PyPI Version Python Versions License CI Status

pairgen is a fast, reliable, and dependency-light CLI tool designed to generate High-Resolution (HR) and Low-Resolution (LR) image pairs for Super-Resolution Machine Learning and Deep Learning datasets.

Whether you are preparing standard academic benchmarks (like Set5, Set14, DIV2K) or generating complex Real-World SR validation sets, pairgen handles exact interpolation, patch extraction, and advanced degradations out of the box.

✨ Features

  • 🔬 Academic Reproducibility: Includes a pure NumPy implementation of MATLAB's imresize (bicubic interpolation with antialiasing), which is strictly required for evaluating standard SR models.
  • 🌪️ BSRGAN-like Degradation Pipeline: Simulates real-world image degradation by applying random Gaussian/Sinc blur, Gaussian/Poisson noise, and JPEG compression in a randomized order (Random Shuffle Strategy).
  • ✂️ Smart Patch Extraction: Easily extract multiple random crops from large images to maximize your dataset's utility.
  • Multiprocessing: Built with ProcessPoolExecutor to utilize all CPU cores, effortlessly processing thousands of high-resolution images.
  • 🪶 Lightweight: No heavy dependencies like OpenCV or SciPy. All complex FFT math and kernels are implemented using numpy and Pillow.

🎯 Motivation

While working on Image Super-Resolution projects, preparing testing and validation datasets is always a bottleneck. Academic benchmarks require exact MATLAB-like downsampling, while Real-World SR evaluation requires complex degradation pipelines.

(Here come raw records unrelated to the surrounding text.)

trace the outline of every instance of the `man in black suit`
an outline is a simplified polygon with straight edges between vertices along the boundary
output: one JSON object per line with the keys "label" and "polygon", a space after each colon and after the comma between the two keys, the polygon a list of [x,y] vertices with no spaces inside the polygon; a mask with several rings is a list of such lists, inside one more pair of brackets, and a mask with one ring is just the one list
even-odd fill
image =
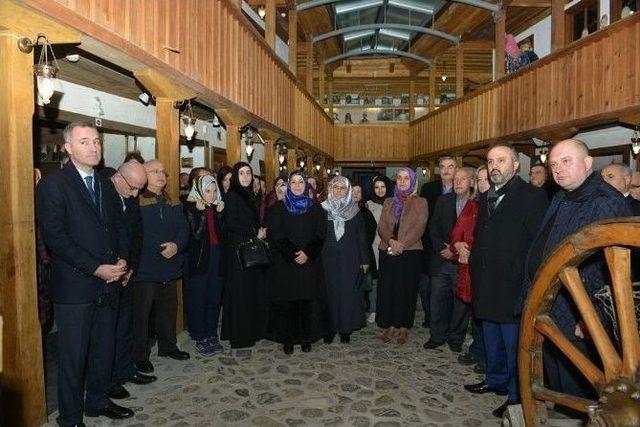
{"label": "man in black suit", "polygon": [[609,185],[622,193],[633,215],[640,215],[640,201],[631,196],[631,168],[623,163],[611,163],[602,168],[600,175]]}
{"label": "man in black suit", "polygon": [[51,252],[49,295],[59,349],[57,421],[73,426],[84,425],[83,408],[90,417],[133,416],[107,395],[116,287],[127,271],[128,245],[118,196],[94,169],[102,157],[98,130],[92,124],[71,123],[63,136],[69,162],[38,185],[37,213]]}
{"label": "man in black suit", "polygon": [[438,198],[443,194],[448,194],[453,191],[453,174],[456,171],[456,162],[451,156],[442,156],[438,159],[438,168],[440,169],[440,179],[427,182],[420,189],[420,197],[427,199],[427,205],[429,207],[429,218],[427,218],[427,226],[422,235],[424,263],[419,285],[420,301],[422,303],[422,310],[424,311],[424,327],[428,327],[431,320],[431,280],[429,274],[431,269],[432,244],[429,238],[429,223],[431,222]]}
{"label": "man in black suit", "polygon": [[482,320],[486,376],[466,385],[472,393],[493,392],[508,400],[493,411],[502,418],[519,401],[516,315],[524,283],[524,264],[531,241],[548,206],[545,192],[516,175],[518,153],[497,145],[487,154],[492,186],[478,199],[478,219],[469,267],[473,311]]}
{"label": "man in black suit", "polygon": [[142,216],[138,202],[138,192],[147,184],[147,172],[137,160],[123,163],[118,170],[105,168],[100,172],[107,176],[122,203],[122,213],[127,225],[129,240],[129,270],[122,279],[120,300],[118,302],[118,322],[116,327],[116,348],[113,362],[113,386],[109,392],[112,399],[126,399],[130,396],[123,387],[126,382],[149,384],[157,379],[136,370],[131,358],[133,349],[133,289],[129,279],[138,270],[140,251],[142,250]]}
{"label": "man in black suit", "polygon": [[449,248],[451,230],[462,213],[475,183],[475,170],[460,168],[454,174],[454,192],[438,198],[429,223],[431,254],[431,336],[423,347],[434,349],[445,342],[459,353],[467,333],[469,310],[454,297],[458,264]]}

Applying degradations on-the-fly during training is a standard practice, but for Validation and Test sets, you need strictly fixed, pre-generated LR images to reliably compare models and calculate PSNR/SSIM metrics. pairgen was created to standardize this offline generation process into one CLI command, perfectly complementing tools like manigen.

📦 Installation

You can install pairgen directly from PyPI using pip:

pip install pairgen

Or, if you use uv (recommended for CLI tools):

uv tool install pairgen

🚀 Quick Start

Generate a standard benchmark dataset with MATLAB bicubic downsampling (x4 scale):

pairgen -i data/Set14 -o data/Set14_pairs -s 4

💡 Advanced Usage Examples

1. Generating Real-World SR Validation Sets

Create a complex, degraded test set by enabling the BSRGAN-like pipeline (blur, noise, and JPEG compression applied in random order):

pairgen -i data/validation -o data/validation_degraded -s 4 --blur --noise --jpeg

2. Extracting Multiple Patches

If you have 2K/4K images and want to extract 50 random 256x256 patches from each image to build a rich dataset:

pairgen -i data/DIV2K_train -o data/DIV2K_patches -s 4 -p 256 -np 50

3. Combining with manigen

pairgen natively supports reading file manifests (.txt files containing lists of paths). You can use manigen to index your dataset and split it, then pass the manifest to pairgen:

pairgen -i train_manifest.txt -o data/train_set -s 4

🛠️ CLI Reference

Argument Short Description Default
--input-path -i (Required) Input directory or manifest file to scan. -
--output-dir -o (Required) Output directory where HR and LR folders will be created. -
--scaling-factor -s (Required) Scaling factor for LR images (e.g., 2, 4). -
--recursive -r Scan subdirectories recursively. False
--workers -w Number of CPU cores to use. Use 1 for strict sequential order. 1
--interpolation -im Interpolation: matlab_bicubic, bilinear, bicubic, lanczos, nearest. matlab_bicubic
--patch-size -p If > 0, extracts square patches of this size from HR. 0
--num-patches -np Number of random patches to extract per image. 1
--augment Apply random flips and rotations to HR. False
--blur Apply random Gaussian/Sinc blur to LR. False
--noise Apply random Gaussian/Poisson noise to LR. False
--jpeg Apply random JPEG compression to LR. False

🤝 Contributing

1. Clone the repository

git clone https://github.com/ash1ra/pairgen
cd pairgen

2. Install dependencies using uv

uv sync
# On Windows
.venv\Scripts\activate
# on Unix or MacOS
source .venv/bin/activate

3. Format and lint the code

uv run ruff format .
uv run ruff check .

4. Run the tests

uv run pytest tests/ -v

5. Submit a pull request

If you'd like to contribute, please fork the repository and open a pull request to the main branch.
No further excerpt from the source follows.